Of course, listening to these songs so frequently and living with them for so many years, they begin to pick up other meaning than the ones I originally infused them with. When I hear the familiar guitar sequence that recurs through Once I Was an Eagle that always has sounded to me like the wings of a bird about to take off, I think of driving home in the dark on the hilly, winding backroads of my tiny hometown, but also some of my first nights at college when I was still fumbling my way through making friends. “Flicker and Fail,” a bonus track off of her 2011 album A Creature I Don’t Know, whose first line, “You took a bus to meet me in a bar in a Tuscan hill,” will forever make me think of being on a bus weaving through hilly Sicily, where I serendipitously heard the song for the first time. When I got my first tattoo—a daisy on the inside of my right arm—I enjoyed a private joke with myself, thinking about how one of my favorite Laura Marling songs is titled “Daisy.”

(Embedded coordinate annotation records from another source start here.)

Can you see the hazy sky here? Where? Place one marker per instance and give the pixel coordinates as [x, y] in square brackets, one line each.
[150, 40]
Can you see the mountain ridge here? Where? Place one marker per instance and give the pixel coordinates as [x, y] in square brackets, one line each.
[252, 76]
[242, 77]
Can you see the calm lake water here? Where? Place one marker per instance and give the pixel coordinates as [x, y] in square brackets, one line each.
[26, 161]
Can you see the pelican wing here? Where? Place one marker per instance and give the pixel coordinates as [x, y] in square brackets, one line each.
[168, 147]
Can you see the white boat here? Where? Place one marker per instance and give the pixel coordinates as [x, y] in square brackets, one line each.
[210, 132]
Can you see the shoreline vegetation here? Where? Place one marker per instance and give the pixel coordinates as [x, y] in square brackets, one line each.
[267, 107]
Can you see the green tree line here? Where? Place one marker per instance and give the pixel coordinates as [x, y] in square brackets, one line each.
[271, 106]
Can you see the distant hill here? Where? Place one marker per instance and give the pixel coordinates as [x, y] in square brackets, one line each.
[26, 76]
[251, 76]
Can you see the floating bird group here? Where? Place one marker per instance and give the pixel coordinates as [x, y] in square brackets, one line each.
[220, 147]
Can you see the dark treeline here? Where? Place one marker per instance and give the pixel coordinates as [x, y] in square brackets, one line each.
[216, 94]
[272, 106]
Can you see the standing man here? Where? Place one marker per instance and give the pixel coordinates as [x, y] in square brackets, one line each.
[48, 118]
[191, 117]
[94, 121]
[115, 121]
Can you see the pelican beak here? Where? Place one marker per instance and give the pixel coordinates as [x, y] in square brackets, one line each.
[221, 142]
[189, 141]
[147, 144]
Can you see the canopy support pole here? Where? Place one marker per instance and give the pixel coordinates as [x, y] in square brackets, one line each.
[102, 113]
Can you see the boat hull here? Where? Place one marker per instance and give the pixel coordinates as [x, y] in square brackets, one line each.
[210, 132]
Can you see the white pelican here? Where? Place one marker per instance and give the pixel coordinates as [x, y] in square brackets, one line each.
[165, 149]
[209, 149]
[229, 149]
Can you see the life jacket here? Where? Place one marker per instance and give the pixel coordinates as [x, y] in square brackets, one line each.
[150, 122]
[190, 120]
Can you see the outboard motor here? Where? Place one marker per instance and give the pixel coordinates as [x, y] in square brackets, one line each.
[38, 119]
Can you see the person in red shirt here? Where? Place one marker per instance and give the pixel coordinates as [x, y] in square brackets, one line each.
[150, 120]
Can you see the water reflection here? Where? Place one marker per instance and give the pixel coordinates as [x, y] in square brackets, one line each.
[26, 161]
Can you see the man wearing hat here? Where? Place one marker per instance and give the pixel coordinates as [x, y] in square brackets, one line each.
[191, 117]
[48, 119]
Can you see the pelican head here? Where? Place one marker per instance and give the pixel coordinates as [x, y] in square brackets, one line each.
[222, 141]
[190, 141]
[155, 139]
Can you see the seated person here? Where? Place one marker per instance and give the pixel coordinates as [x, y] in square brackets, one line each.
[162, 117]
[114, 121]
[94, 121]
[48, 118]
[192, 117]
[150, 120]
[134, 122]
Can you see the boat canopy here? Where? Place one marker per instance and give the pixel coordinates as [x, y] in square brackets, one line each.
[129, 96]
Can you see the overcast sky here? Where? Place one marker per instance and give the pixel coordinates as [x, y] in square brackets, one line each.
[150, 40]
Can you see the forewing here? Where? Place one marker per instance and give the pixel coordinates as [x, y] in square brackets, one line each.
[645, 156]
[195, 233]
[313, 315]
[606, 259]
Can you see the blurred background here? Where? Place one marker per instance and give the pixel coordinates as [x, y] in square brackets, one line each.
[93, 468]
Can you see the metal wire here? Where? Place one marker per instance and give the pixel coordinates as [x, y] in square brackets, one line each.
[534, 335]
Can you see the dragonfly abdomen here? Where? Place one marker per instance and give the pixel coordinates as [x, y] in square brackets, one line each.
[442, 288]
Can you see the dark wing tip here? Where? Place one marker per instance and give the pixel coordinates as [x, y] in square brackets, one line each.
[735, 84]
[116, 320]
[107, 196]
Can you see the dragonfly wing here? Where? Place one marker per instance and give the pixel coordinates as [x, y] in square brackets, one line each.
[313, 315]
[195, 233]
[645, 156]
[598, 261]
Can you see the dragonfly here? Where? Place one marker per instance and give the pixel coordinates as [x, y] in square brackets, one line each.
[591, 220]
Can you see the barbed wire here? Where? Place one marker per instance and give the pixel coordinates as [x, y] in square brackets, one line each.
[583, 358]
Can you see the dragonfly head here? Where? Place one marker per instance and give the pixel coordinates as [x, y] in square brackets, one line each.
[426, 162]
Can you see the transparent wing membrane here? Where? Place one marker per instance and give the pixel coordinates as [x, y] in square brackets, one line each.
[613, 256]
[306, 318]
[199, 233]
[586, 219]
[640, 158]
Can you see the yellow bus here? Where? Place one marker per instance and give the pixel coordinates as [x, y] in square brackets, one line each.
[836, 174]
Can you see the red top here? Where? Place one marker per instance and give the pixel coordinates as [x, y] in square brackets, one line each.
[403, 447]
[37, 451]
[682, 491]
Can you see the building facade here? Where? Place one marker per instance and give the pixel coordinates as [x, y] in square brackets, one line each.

The first song I learned to play on the guitar was Laura Marling’s “Failure,” which is also the song that made me cry a year and a half later when I was lucky and tenacious enough to see her play it in person in New York City. Despite my family and friends dissuading me from taking the trip because I would be going alone, I took a bus for six hours there and back, travelling by myself for the first time, and also visiting New York City for the first time in my life. I still think of it as my own sort of pilgrimage, paying homage to the words and an artist who has meant so much to me for a formative period of my life.

Semper Femina, which only came out last month, has likely been the most anticipated album so far in Laura Marling’s career. Marling has said, and it’s clear from the content as well as the three accompanying music videos which she self-directed, that it is an album about women. The Latin of the album’s title means “always women” and is pulled from a longer quote or Virgil’s, varium et mutabile semper femina, which translates to “fickle and changeable always is woman.” A Latin title in a modern context is exciting in and of itself for a Classics major and Latin nerd like me. But the presence of the quote, which was certainly meant negatively toward women in the original Virgilian context, in the context of an album about a woman’s relationship with other women imparts an unapologetic freedom to be who you want to be, even if who you want to be is always changing. For me, that inner strength and willingness to stand up and say what she believes to be true and right pervades album and displays a new phase of confidence and maturity. And I’m excited to start weaving that sentiment into my own life as I settle into the groove of this new collection of songs and thoughts to ponder.